In 1925, he published The Northern Tribes of Nigeria, which became a classic of African anthropology. His Sudanese Kingdom (1931), a study of the Jukun people and divine kingship, is a significant work of ethnography. In his book Law and Authority in a Nigerian Tribe published in 1937, Meek offers an anthropological study on the social organization of the Ibo tribe of Southern Nigeria.
He did scholarly research with R. R. Marett and C. G. Seligman. He was a fellow in the Royal Geographical Society and Royal Anthropological Institute which awarded him its Wellcome Medal.

In 1943, Meek was elected as a senior research fellow at Brasenose College, Oxford. He retired in 1950 and died in Eastbourne on 27 March 1965.

==Works==
- The Northern Tribes of Nigeria. An Ethnographical Account of the Northern Provinces of Nigeria together with a Report on the 1921 Decennial Census. [With a Preface by Sir Hugh Clifford] Oxford University Press, 1925. 2 vols.
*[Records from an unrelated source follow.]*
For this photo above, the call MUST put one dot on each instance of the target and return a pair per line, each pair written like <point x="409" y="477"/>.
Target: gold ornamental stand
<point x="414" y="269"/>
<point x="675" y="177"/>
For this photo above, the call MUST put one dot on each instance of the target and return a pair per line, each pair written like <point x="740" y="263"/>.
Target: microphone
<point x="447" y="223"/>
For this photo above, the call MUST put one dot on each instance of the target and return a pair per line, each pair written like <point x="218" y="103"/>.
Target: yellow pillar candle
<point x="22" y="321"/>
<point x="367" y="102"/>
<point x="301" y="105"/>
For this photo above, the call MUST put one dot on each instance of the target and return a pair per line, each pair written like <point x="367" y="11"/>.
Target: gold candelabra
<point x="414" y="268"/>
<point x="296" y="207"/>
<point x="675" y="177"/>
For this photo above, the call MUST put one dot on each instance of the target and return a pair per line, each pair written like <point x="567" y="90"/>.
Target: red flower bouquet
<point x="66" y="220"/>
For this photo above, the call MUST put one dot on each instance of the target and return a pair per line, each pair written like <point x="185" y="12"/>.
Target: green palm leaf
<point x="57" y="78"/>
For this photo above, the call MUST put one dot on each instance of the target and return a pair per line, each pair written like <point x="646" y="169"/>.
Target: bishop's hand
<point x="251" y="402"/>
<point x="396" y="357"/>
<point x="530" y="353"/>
- Tribal Studies in Northern Nigeria. London : Kegan Paul, Trench, Trubner, 1931
  - Volume 1: The Bachama and Mbula. The Bata-speaking peoples of the Adamawa Emirate. The Bura and Pabir tribes. The Kilba and Margi of Adamawa. Some mandated Tribes. The Chamba. The Verre. The Mumuye and neighbouring tribes. The Mambila (Mandates Territory).
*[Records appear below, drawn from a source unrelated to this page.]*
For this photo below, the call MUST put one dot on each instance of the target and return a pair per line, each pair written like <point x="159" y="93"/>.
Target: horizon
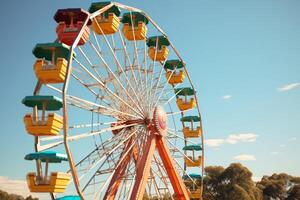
<point x="243" y="58"/>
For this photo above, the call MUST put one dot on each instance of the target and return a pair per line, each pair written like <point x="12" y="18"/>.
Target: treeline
<point x="235" y="183"/>
<point x="231" y="183"/>
<point x="5" y="196"/>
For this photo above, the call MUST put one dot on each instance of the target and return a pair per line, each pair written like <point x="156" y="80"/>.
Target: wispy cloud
<point x="214" y="142"/>
<point x="274" y="153"/>
<point x="231" y="139"/>
<point x="288" y="87"/>
<point x="226" y="97"/>
<point x="256" y="178"/>
<point x="18" y="187"/>
<point x="245" y="157"/>
<point x="243" y="137"/>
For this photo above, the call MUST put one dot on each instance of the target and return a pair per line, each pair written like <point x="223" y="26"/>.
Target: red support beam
<point x="180" y="192"/>
<point x="119" y="173"/>
<point x="143" y="169"/>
  - Volume 2: The Katab and their neighbours. Some tribes of Zaria Province. Some tribes of Bornu Province. Some tribes of Adamawa Province. The Yugur-speaking peoples. Divine kings. Some tribes of the Cameroons. (The Ketab, Piti, Chawai, Kurama, Kare-Kare, Ngizim, Gamawa, Bolewa, Kanakuru, Longuda, Gabin, Hona, Mbum, Jibu, Jen, Kam, Tigong, Ndoro, Kentu, etc.)
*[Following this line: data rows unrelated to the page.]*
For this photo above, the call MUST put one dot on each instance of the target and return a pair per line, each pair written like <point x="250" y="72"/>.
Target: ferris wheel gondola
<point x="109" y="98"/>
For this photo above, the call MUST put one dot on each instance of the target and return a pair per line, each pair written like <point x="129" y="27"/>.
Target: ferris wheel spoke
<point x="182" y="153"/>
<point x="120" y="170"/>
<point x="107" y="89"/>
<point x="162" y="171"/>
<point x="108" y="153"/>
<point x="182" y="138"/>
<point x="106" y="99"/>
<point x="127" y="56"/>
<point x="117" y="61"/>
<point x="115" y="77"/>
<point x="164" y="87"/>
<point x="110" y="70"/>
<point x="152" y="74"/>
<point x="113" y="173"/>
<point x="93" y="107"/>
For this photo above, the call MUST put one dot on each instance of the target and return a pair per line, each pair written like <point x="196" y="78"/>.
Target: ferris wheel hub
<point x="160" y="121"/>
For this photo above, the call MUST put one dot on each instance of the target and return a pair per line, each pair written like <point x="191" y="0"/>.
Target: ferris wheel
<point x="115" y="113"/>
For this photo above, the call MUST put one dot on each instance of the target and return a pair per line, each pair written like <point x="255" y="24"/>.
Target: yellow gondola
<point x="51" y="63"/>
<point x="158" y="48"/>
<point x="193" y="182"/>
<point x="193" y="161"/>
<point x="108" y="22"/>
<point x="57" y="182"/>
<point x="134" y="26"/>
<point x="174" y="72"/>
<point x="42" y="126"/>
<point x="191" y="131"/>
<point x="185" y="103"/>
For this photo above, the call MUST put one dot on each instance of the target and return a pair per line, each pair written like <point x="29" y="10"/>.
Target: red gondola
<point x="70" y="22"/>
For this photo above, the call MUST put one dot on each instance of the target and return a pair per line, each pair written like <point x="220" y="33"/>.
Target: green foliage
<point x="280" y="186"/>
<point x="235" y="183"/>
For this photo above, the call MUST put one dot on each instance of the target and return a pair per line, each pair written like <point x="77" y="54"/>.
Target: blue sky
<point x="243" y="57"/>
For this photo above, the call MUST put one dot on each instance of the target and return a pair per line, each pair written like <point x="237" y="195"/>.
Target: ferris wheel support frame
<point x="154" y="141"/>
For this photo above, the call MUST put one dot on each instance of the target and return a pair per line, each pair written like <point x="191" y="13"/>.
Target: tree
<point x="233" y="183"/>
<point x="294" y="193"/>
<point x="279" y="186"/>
- A Sudanese Kingdom : an ethnographical study of the Jukun-speaking peoples of Nigeria. London : Kegan Paul, Trench, Trubner, 1931
- Law and Authority in a Nigerian Tribe. Oxford: Oxford University Press ISBN 0-389-04031-2, 1937.
  - Law and Authority in a Nigerian Tribe: A Study in Indirect Rule. New York Barnes & Noble Imports 1970
- Europe And West Africa. Some Problems And Adjustments. Oxford University Press, 1940
- Land Law And Custom In The Colonies. With an introduction by Lord Hailey. Oxford University Press, London, 1946.
- Land tenure and land administration in Nigeria and the Cameroons (Colonial research studies; no.22) H.M.S.O, 1957
- The Niger and the Classics: The History of a Name. The Journal of African History. Vol. 1, No. 1, 1960.